Dal numero 6 di Toscana Oggi del 10 febbraio 2013
Treno della memoria 2013 – Tra i tanti drammi del ‘900 c’è ne uno in particolare che è ancora in gran parte sconosciuto: lo sterminio di Rom e Sinti
di Lorenzo Canali
Il volto di una tragedia può avere tante sfaccettature. Il dolore può essere chiamato con nomi diversi. Tra i tanti drammi del ’900 ce n’è uno in particolare che è ancora in gran parte sconosciuto. È la sofferenza di un popolo che nella sua esistenza ha sempre dovuto subire persecuzioni e discriminazioni, pur vivendo costantemente in pace senza causare mai alcuna guerra. È lo strazio del «Porrajmos». In lingua romanì significa «divoramento» e viene utilizzato per indicare il genocidio di 500mila tra Rom e Sinti, ad opera dell’odio nazifascista durante la Seconda guerra mondiale. Una tragedia ricordata agli oltre 500 ragazzi giunti dalla Toscana ad Auschwitz con l’ottava edizione del Treno della Memoria.«Signore proteggi le anime di tutti gli innocenti morti nei lager e dona la consapevolezza all’umanità che le guerre portano solo annientamento e morte». Questa la preghiera pronunciata a Birkenau da Demir Mustafa, presidente dell’associazione Amalipé romanò di Firenze. «Si parla pochissimo dell’olocausto del popolo romanì – spiega Mustafa –. Ciò dipende in parte dal fatto che non sono stati molti i sopravvissuti al lager; a questo si aggiunge il forte pregiudizio che ancora oggi esiste nei confronti di queste comunit
La persecuzione di Rom e Sinti ha radici profonde in tutta Europa ed anche in Toscana. Il 3 novembre 1547, a Firenze un «bando sopra li Zingani et Zingane» costrinse queste popolazioni ad abbandonare il Gran Ducato.

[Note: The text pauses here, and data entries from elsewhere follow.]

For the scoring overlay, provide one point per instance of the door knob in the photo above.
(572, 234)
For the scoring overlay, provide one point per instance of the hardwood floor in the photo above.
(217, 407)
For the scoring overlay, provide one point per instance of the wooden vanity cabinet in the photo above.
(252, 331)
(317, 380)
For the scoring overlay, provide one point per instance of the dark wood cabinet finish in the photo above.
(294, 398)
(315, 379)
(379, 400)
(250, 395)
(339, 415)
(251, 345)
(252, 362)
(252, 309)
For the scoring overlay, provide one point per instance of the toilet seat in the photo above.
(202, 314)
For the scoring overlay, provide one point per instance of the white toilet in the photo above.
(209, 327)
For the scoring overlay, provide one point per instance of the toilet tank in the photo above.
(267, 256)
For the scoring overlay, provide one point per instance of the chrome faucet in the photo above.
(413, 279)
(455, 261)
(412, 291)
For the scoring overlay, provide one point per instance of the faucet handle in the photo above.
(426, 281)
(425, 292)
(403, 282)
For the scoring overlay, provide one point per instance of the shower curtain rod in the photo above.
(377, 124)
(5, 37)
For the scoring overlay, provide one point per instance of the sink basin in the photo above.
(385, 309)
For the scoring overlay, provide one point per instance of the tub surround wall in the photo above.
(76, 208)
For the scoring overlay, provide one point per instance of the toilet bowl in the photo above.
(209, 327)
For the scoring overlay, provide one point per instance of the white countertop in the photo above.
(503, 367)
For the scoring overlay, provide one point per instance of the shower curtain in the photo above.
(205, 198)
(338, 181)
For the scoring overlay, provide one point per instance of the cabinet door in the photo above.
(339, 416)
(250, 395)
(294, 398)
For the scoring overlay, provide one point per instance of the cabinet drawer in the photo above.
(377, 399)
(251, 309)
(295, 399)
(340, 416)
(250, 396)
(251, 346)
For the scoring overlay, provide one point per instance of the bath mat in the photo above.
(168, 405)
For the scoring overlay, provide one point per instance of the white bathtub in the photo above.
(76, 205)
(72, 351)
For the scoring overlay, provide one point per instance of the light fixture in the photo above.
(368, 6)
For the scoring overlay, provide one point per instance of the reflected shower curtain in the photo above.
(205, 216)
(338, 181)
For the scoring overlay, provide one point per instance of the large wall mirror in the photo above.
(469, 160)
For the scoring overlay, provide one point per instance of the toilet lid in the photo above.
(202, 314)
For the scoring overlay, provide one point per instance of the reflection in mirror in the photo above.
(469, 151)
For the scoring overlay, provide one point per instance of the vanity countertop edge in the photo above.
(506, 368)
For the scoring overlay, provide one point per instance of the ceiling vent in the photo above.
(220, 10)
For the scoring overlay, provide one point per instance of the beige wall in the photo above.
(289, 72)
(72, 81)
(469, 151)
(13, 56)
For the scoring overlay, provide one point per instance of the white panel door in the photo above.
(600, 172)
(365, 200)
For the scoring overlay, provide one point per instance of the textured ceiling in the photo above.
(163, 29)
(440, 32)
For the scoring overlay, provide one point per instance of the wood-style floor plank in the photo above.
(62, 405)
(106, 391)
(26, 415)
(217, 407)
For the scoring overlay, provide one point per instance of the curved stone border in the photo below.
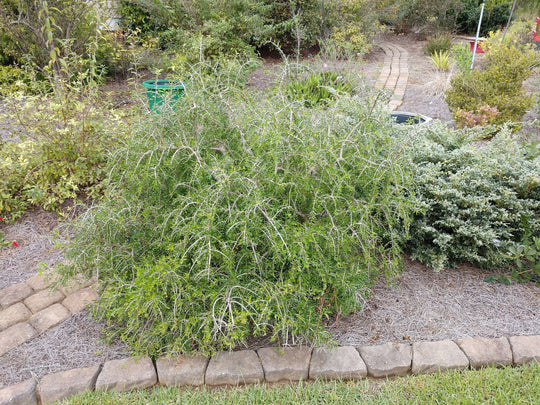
(31, 308)
(395, 72)
(278, 364)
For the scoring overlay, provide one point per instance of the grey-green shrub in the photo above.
(236, 216)
(477, 201)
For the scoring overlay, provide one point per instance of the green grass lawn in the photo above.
(520, 385)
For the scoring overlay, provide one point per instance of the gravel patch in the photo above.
(73, 344)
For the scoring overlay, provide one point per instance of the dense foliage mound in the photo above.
(480, 203)
(233, 217)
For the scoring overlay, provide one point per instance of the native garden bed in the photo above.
(277, 203)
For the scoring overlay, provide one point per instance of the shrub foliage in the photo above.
(479, 203)
(236, 217)
(499, 84)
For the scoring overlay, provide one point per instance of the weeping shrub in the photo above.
(235, 217)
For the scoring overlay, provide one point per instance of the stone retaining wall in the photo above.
(278, 364)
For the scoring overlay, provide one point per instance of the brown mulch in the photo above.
(419, 305)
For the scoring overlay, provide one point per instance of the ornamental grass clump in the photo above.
(236, 217)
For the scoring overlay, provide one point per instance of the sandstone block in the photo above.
(182, 370)
(78, 300)
(57, 386)
(14, 336)
(285, 363)
(338, 363)
(486, 352)
(234, 368)
(23, 393)
(13, 314)
(525, 349)
(127, 374)
(49, 317)
(13, 294)
(429, 357)
(43, 299)
(386, 360)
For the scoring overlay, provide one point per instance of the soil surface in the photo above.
(419, 305)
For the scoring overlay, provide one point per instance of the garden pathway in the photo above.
(395, 72)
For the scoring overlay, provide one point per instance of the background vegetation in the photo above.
(242, 213)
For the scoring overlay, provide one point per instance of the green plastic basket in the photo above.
(162, 93)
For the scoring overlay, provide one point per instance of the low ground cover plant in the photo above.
(236, 216)
(479, 203)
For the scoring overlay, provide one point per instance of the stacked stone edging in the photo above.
(30, 308)
(273, 364)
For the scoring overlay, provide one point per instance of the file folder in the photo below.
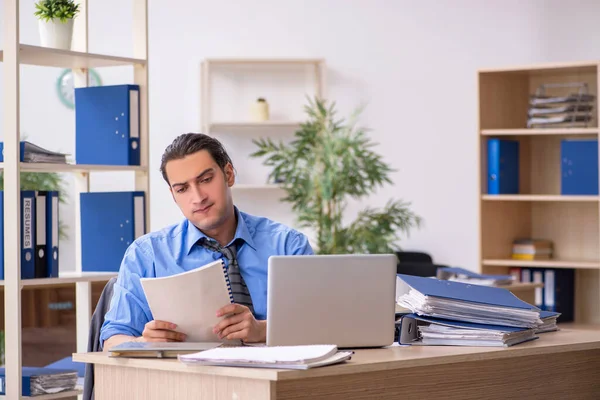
(110, 222)
(52, 226)
(28, 233)
(503, 166)
(579, 167)
(465, 302)
(107, 125)
(41, 249)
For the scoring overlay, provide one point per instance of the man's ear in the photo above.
(229, 174)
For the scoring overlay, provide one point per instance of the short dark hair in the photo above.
(190, 143)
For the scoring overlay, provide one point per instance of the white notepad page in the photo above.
(190, 300)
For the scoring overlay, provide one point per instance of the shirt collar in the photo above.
(242, 232)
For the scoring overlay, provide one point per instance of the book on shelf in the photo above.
(39, 234)
(442, 332)
(527, 249)
(561, 110)
(32, 153)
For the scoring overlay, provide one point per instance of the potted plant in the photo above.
(56, 22)
(328, 163)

Sin dall’800, in Germania, venivano fatti studi sui bambini strappati alle famiglie per analizzarne la presunta propensione naturale al delitto. Secondo tali teorie, queste popolazioni erano biologicamente pericolose, etnicamente inferiori. Contro la «piaga zingara» vennero emanate in tutta Europa leggi discriminatorie che prevedevano l’espulsione con foglio di via o che costringevano le comunità romanès a vivere in un luogo specifico, per tenerle lontane dal resto della popolazione.

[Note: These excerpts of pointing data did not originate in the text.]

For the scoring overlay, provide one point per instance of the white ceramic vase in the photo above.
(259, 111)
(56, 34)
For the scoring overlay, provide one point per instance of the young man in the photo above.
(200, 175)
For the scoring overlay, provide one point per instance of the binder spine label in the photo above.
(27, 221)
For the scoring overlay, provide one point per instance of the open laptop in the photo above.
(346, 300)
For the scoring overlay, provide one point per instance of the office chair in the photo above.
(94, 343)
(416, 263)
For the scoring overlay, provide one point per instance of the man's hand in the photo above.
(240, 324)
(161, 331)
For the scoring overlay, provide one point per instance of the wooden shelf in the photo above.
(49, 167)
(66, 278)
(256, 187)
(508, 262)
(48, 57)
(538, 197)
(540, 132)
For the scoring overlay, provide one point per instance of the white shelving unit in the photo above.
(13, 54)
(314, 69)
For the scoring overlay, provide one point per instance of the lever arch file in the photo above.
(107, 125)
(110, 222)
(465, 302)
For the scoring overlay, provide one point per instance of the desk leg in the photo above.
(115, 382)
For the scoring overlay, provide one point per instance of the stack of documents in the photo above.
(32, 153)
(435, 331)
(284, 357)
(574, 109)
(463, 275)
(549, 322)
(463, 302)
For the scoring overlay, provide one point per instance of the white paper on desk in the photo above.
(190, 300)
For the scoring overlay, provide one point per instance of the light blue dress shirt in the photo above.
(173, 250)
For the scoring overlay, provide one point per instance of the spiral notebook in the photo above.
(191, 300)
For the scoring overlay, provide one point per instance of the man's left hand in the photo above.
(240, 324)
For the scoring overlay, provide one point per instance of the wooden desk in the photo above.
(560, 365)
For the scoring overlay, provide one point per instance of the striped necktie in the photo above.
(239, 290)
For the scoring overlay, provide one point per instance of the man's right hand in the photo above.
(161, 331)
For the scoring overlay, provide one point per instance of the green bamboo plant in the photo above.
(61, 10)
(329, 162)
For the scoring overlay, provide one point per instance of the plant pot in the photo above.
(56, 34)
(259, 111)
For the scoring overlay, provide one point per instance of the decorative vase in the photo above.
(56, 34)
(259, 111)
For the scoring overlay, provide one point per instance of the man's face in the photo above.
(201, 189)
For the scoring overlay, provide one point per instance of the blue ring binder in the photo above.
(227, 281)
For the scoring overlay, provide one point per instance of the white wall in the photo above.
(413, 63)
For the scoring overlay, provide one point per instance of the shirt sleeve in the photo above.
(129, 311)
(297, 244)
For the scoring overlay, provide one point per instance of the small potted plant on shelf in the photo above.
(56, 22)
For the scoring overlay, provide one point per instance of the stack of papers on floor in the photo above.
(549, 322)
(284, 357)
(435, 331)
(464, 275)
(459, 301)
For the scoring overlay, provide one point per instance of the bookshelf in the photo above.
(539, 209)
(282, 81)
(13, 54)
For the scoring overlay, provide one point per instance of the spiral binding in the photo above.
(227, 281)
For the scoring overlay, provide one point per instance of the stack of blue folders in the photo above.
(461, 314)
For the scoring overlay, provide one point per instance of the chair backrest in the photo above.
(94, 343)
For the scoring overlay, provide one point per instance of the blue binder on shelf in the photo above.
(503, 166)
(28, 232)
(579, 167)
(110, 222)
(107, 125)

Dal 1934, iniziarono le sterilizzazioni. In Svezia, ad esempio, furono rese obbligatorie per tutte le donne appartenenti a comunità romanès. Proseguiranno fino al 1975.
Le leggi razziali naziste stabilirono che, così come per gli Ebrei, anche a Rom e Sinti erano vietati i matrimoni misti. Divennero «cittadini di seconda classe». Infine, i campi di concentramento. Rom e Sinti erano considerati «asociali», «inferiori» per questo dovevano essere allontanati dalla «pura razza germanica». Teorie che finiranno per giustificare la soluzione finale. Il 2 agosto 1944 sarà una data che rimarrà indelebile nella storia romanì. Nelle camere a gas di Auschwitz, in un solo giorno, moriranno oltre 3mila Rom e Sinti.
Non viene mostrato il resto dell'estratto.